Google is using AI to add over 100 languages to the Google Translate feature, an expansion the company claims is the largest to date. The languages added represent up to a tenth of the world’s population.
In a blog post on Thursday, Google wrote that the new language support was made possible with the company’s PaLM 2 large language model. PaLM 2 is an LLM that features in several Google products, including Bard, which eventually became Gemini.
The last time Google added new languages to Translate was in 2022 when the company added 24 languages to the tool using a different machine-learning program. At the time, it brought the supported languages up to 133.
This new addition takes the total to 243 supported languages. The last language leap coincided with an announcement introducing a commitment by Google to add 1,000 of the most spoken languages into Translate using AI models. There was no set timeline to get to 1,000, but the company seems well on its way, with over 140 new languages introduced in the last two years.
According to Google, the additional languages represent more than 614 million speakers.
The most prominent languages include Cantonese, which is a version of Chinese that can be traced back to Middle Chinese. Compared to Mandarin, which is already in Google Translate and is the official language of China. While spoken broadly, Cantonese is mainly found in the southeast region of China, especially in Hong Kong and Guangzhou.
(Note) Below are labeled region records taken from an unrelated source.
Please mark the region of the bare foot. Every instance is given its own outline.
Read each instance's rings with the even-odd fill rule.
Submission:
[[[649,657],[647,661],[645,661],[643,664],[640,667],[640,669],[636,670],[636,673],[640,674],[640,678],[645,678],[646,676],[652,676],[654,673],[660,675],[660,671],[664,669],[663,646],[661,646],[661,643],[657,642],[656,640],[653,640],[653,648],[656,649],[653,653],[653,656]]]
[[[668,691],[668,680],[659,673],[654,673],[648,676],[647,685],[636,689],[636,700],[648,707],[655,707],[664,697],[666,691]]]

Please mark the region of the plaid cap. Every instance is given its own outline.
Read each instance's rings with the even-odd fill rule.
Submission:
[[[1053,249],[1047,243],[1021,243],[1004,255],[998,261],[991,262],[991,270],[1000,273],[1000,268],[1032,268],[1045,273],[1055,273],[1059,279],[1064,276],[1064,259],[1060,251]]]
For example, speaking Mandarin vs Cantonese is like saying French or Italian. There are similarities because of the root language, but understanding can be complex.
Another populous language is Punjabi, which is spoken mainly by Pakistanis.
I think it’s cool that Google is also adding smaller, more regional languages like Manx, a Celtic language spoken on the Isle of Man that nearly went extinct in the 1970s. There’s also Tok Pisin, an English-based creole and lingua franca in Papua New Guinea.
Google says that some languages added were by crowd request or received many volunteer contributions, like Afar, a tonal language spoken in Djibouti, Eritrea and Ethiopia. Cantonese was also a language that was highly requested.
It’ll be interesting if these get filtered into Gemini. Live translate is a boon to travel, and the more languages AI tools can process, the easier it will be to communicate with our neighbors worldwide.